In [2]:
# Basic chat Message using API

from openai import OpenAI 
import os

MODEL="gpt-4o"
client = OpenAI(api_key=os.environ.get("OPENAI_API_KEY"))

completion = client.chat.completions.create(
  model=MODEL,
  messages=[
    {"role": "system", "content": "You are a helpful assistant for language translation.

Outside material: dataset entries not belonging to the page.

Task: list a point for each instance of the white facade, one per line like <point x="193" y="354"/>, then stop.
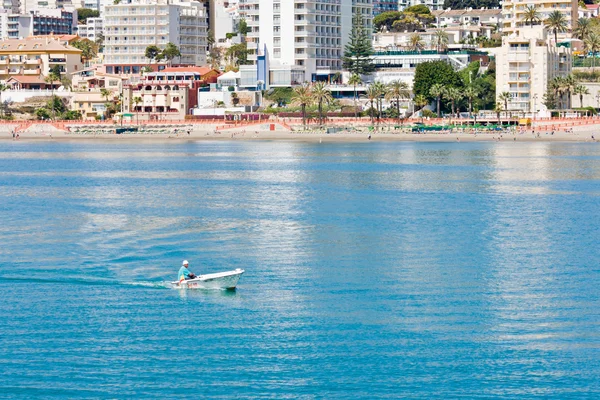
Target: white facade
<point x="92" y="29"/>
<point x="525" y="64"/>
<point x="431" y="4"/>
<point x="514" y="10"/>
<point x="308" y="35"/>
<point x="133" y="25"/>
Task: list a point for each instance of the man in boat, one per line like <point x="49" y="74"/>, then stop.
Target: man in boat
<point x="185" y="273"/>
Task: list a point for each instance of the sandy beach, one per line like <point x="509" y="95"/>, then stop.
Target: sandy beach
<point x="589" y="133"/>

Help me with convert to casual tone and conversational to sinhala language"},
    {"role": "user", "content": "Hi Thilina! Welcome to Agent Zappy, a platform designed to help senior managers in the automotive industry streamline customer communications. With features such as 24/7 instant replies, conversational email/SMS marketing, and human-like AI calling for appointment bookings, our platform ensures no lead or query goes unanswered. Sign up at www.agentzappy.com/signup for a demo or more information"}
  ]
)
print("Assistant: " + completion.choices[0].message.content)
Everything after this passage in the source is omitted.